The Discretion Ground
Despite finding that the FTT had not exceeded its legal jurisdiction, the UT found that the FTT had erred by exercising its discretion to make the case management decisions. It was clear that the parties disagreed about the sufficiency of the evidence, and the FTT had sought to assist through taking steps to achieve “what it hoped would be a fair and representative sample of evidence to decide the appeal”.
The UT found that the FTT’s actions had infringed the principle of “party autonomy”. All litigants are entitled to make their own tactical and strategic choices about what evidence they wish to present, with all the consequences that might follow.
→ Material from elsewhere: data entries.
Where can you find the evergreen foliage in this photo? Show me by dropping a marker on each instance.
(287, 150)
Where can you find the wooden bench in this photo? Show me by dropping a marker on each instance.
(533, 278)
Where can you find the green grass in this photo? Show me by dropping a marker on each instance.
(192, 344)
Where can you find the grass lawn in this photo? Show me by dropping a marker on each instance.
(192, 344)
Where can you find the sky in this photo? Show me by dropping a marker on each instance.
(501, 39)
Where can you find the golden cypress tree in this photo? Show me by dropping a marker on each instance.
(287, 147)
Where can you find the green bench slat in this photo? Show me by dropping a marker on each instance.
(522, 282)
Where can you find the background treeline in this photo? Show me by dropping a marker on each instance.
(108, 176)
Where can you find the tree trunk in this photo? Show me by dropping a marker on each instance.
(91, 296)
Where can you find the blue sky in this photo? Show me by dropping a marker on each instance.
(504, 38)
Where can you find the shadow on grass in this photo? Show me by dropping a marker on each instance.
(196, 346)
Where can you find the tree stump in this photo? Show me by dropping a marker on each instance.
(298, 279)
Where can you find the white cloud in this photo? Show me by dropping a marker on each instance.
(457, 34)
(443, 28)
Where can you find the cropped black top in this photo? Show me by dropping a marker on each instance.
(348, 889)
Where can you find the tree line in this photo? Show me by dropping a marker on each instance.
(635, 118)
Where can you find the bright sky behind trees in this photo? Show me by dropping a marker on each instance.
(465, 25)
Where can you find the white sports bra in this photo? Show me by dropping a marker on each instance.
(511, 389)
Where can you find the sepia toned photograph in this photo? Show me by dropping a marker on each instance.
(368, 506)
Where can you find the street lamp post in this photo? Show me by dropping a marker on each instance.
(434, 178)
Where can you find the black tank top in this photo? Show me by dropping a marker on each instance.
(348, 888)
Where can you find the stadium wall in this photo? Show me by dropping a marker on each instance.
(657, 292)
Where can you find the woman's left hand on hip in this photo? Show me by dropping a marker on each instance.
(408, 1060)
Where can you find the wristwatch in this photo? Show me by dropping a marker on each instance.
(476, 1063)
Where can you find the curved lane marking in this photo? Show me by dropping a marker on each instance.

HMRC had decided not to follow through on its intention to collect evidence from more locums during the original investigation. The FTT’s actions allowed HMRC the possibility of cross-examining the locums, which, under the principle of non-impeachment, they would not have been able to do had they called them as their own witnesses.
The FTT had therefore gone “beyond being the neutral arbiter in adversarial proceedings”. Its power to call its own witnesses should be exercised “very sparingly” and certainly not to fill gaps in the evidence, which the parties had, effectively, chosen not to fill. The gaps could be used to benefit either side’s case.
Finally, the UT found that the FTT had erred by allowing HMRC to consider the witness evidence before providing further and better particulars. This “inverted” the normal procedural safeguards in the FTT Rules that allowed the taxpayer to see HMRC’s case before considering how to respond with its own evidence. HMRC must logically have concluded that the locums were employees (because they had raised a tax assessment on that basis) and should simply explain why this was. Accordingly, the UT remade the FTT’s directions to require HMRC to provide further and better particulars immediately.
Conclusion
Rowlands is a reminder of the difficulties that witness evidence can sometimes create, although the situation in this case was unusual. It is also an important restatement of the principles of party autonomy as they apply to tax cases. Taxpayers will particularly welcome the reaffirmation of the importance of procedural safeguards. Inevitably, nuanced tactical choices about how to present evidence most effectively will always be at the heart of most tax disputes, whatever the issues involved.